Unintended consequences of the sexual revolution

Troubled American teen girls mar women’s progress

COLLEEN CARROLL CAMPBELL

It seems that while American women are making great strides in public life, our daughters are enduring agonizing struggles in private.

…Yet even as headlines about shattered ceilings have become ubiquitous, so have reports about the dangerous and self-destructive tendencies of the next generation of women. It seems that while American women are making great strides in public life, our daughters are enduring agonizing struggles in private.

Those struggles center mainly on sex and self-image. The Centers for Disease Control and Prevention announced last spring that one in four American girls aged 14 to 19 has a sexually transmitted disease. That estimate arrived on the heels of a groundbreaking American Psychological Association report that chronicled in devastating detail how our porn-saturated, hyper-sexualized society pressures girls to market themselves as sexual objects and engage in behavior that leaves them feeling ugly, worthless and depressed.

The despair of many girls today exceeds the bounds of the typical teenage blues. A 2007 CDC report found that the suicide rate among pre-teen and teenage girls has risen to its highest level in 15 years, with a 76 percent jump in the suicide rate for girls ages 10 to 14. Although the vast majority of teenage girls do not attempt suicide, many struggle with eating disorders, self-mutilation, substance abuse, anxiety and depression.
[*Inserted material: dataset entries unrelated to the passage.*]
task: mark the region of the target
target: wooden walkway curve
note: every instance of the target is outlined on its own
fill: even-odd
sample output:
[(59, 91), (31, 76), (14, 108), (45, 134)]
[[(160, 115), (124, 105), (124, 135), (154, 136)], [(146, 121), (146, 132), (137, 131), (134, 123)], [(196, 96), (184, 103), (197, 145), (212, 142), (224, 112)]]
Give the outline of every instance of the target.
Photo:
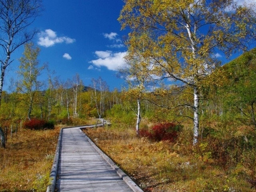
[(47, 191), (143, 192), (81, 130), (92, 126), (61, 130)]

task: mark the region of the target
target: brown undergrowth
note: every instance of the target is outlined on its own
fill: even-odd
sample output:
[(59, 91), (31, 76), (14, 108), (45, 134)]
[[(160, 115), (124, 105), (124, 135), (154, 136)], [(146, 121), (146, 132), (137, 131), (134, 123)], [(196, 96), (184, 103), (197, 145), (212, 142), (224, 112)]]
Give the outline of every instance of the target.
[(0, 191), (45, 191), (60, 128), (8, 135), (6, 148), (0, 148)]
[(248, 179), (255, 168), (250, 170), (242, 161), (232, 167), (220, 164), (210, 142), (192, 146), (190, 130), (185, 126), (172, 143), (137, 137), (125, 126), (84, 131), (144, 191), (255, 191)]

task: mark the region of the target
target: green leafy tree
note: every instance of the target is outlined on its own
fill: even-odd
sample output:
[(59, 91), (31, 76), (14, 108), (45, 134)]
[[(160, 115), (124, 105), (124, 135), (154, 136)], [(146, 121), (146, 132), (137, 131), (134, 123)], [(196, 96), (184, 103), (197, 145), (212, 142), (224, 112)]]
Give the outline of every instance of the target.
[(39, 66), (37, 58), (40, 49), (35, 47), (32, 43), (26, 44), (23, 57), (20, 59), (18, 74), (21, 78), (18, 83), (19, 90), (24, 94), (24, 102), (28, 107), (28, 118), (30, 119), (33, 102), (36, 91), (40, 90), (42, 82), (38, 80), (45, 65)]
[[(118, 20), (131, 30), (130, 39), (147, 31), (144, 52), (163, 78), (193, 90), (194, 104), (180, 104), (194, 111), (193, 144), (198, 142), (200, 92), (208, 74), (220, 64), (216, 51), (228, 57), (255, 34), (252, 7), (233, 0), (126, 0)], [(134, 43), (139, 44), (135, 42)], [(142, 47), (140, 48), (142, 50)], [(214, 83), (212, 82), (212, 83)]]

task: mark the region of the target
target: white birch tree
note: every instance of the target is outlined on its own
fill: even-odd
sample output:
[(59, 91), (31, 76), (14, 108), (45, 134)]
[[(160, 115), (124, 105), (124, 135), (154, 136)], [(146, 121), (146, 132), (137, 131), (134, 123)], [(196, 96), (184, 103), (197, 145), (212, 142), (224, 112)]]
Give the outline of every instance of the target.
[(154, 61), (154, 70), (192, 89), (193, 104), (181, 106), (194, 111), (194, 145), (202, 85), (220, 64), (216, 53), (228, 57), (251, 42), (256, 28), (251, 6), (238, 6), (233, 0), (126, 0), (121, 10), (118, 20), (122, 29), (131, 29), (130, 37), (149, 31), (144, 48)]

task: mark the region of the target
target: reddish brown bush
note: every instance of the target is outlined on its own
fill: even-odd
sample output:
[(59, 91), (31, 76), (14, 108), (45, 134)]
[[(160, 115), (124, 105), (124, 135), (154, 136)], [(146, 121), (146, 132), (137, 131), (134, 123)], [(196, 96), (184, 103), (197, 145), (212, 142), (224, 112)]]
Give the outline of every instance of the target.
[(156, 141), (169, 140), (173, 142), (177, 138), (181, 126), (173, 123), (160, 123), (154, 126), (150, 131), (141, 130), (140, 134)]
[(54, 128), (54, 123), (52, 121), (46, 121), (42, 119), (31, 119), (26, 121), (23, 124), (28, 129), (40, 130), (42, 129), (52, 129)]

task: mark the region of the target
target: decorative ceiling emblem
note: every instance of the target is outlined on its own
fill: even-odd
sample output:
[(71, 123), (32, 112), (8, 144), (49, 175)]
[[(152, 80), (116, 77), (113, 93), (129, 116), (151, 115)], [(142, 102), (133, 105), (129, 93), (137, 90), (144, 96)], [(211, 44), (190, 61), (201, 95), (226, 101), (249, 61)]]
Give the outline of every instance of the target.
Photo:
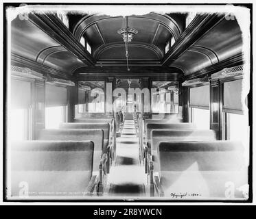
[(138, 31), (135, 28), (130, 28), (128, 25), (128, 16), (126, 17), (126, 27), (121, 28), (117, 31), (119, 34), (121, 34), (121, 38), (124, 42), (126, 47), (126, 63), (127, 63), (127, 70), (130, 70), (129, 64), (128, 64), (128, 42), (132, 42), (133, 37), (135, 34), (138, 34)]

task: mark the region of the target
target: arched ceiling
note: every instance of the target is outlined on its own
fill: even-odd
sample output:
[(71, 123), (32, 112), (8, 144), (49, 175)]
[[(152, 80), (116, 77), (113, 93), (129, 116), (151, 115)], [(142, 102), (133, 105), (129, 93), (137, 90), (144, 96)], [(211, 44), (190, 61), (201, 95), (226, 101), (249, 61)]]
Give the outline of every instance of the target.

In its report, the APA blamed these problems largely on a media culture that assaults girls with sexually explicit TV shows, movies, music videos, ads and magazines. That diagnosis drew fire from defenders of our oversexed entertainment industry who reject causal links between teen entertainment and teen behavior.

But a new study published this month in the journal of the American Academy of Pediatrics reports more evidence of connections between the two. Researchers from the RAND Corporation studied some 2,000 teenagers over three years and found that teens who watched the most sexual content on TV — defined as flirting, kissing, sexual innuendo and sex scenes — were twice as likely to become pregnant or cause a pregnancy as those who watched the least sexual-themed TV, even after accounting for other factors that influence teen behavior.